After post-graduate studies in communication at U.S.C., U.C.L.A., and Harvard, Dr. White wrote a syndicated column using motion picture and television reviews to explore the spiritual side of modern media (Eternity and Faith at Work magazines). He has served as consultant to major film studios including Warner Bros. ("The Mission") and Universal Studios ("Cry Freedom"). From the beginning of his career in media, Mel has searched for stories that would inspire and inform the struggle to be human. He directed documentary film crews in Vietnam during the last years of the war, documenting the spiritual dimensions of that conflict on its victims.
Mel has produced and directed television specials in Africa, Asia, South and Central America His book, Margaret of Molokai, is the story of the last leper to leave the Kalaupapa peninsula and a fascinating analogy for the current AIDS crisis.

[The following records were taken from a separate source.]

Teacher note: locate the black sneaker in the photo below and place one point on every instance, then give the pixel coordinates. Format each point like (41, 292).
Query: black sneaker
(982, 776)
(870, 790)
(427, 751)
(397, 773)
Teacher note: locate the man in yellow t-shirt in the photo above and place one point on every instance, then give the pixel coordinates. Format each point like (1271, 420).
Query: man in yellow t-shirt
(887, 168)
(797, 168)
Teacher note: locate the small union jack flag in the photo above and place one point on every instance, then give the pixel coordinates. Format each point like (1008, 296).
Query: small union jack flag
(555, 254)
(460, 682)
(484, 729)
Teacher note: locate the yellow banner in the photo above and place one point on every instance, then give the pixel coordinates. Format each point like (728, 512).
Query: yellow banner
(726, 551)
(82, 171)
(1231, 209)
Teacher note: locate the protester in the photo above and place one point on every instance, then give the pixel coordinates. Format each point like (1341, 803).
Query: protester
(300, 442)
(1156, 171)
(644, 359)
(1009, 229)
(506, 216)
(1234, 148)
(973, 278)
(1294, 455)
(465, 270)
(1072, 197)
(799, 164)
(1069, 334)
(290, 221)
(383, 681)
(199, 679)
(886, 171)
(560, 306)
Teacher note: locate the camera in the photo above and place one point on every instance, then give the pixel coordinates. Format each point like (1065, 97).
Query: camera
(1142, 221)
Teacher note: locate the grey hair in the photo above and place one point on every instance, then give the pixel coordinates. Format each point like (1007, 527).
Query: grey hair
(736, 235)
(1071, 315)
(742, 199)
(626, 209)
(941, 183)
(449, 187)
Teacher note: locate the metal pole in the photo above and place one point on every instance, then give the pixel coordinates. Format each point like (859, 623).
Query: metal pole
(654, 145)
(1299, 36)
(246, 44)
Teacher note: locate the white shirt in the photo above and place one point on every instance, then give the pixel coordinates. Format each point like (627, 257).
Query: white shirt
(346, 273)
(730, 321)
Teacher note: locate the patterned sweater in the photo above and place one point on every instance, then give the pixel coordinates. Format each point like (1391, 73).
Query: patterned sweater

Mel’s Aquino (Word Books, 1989) is the biography of Ninoy and Cory Aquino, the martyr and the president, and the amazing spiritual story of the People’s Revolution in the Philippines.
During his first 18 months as Dean of the Cathedral of Hope, Dr. White and his partner, Gary Nixon, traveled to 28 states, speaking, organizing, lobbying, and protesting injustice. After a year-long study of his nonviolent resistance heroes – Gandhi, King, Bonhoeffer, Mandela, and Aquino – Dr. White is writing Storming The Gate, his sequel to Stranger at the Gate. "Across this country," Mel explains, "our gay brothers and lesbian sisters are the victims of a tidal wave of intolerance, discrimination, and violent crime flowing directly out of the anti-gay rhetoric of the radical right. We Christians, gay and straight alike, must take our stand to end the suffering."
After Dr. White’s 22 day fast in the Virginia Beach City Jail, Pat Robertson visited him in jail, heard White’s plea and went on the air to say clearly that he "abhorred the growing violence against gay and lesbian people." "Pat Robertson is not our enemy,’ White said later. "He is a victim of misinformation like we all have been. In the spirit of Jesus, Gandhi and Martin Luther King, Jr. we must go on believing that Pat and the others can change." Dr. White has dedicated his life to a ministry of change. "Until this nation accepts God’s gay and lesbian children as full members of the human family," White explains, "we must go on telling that truth in love, whatever it might cost us."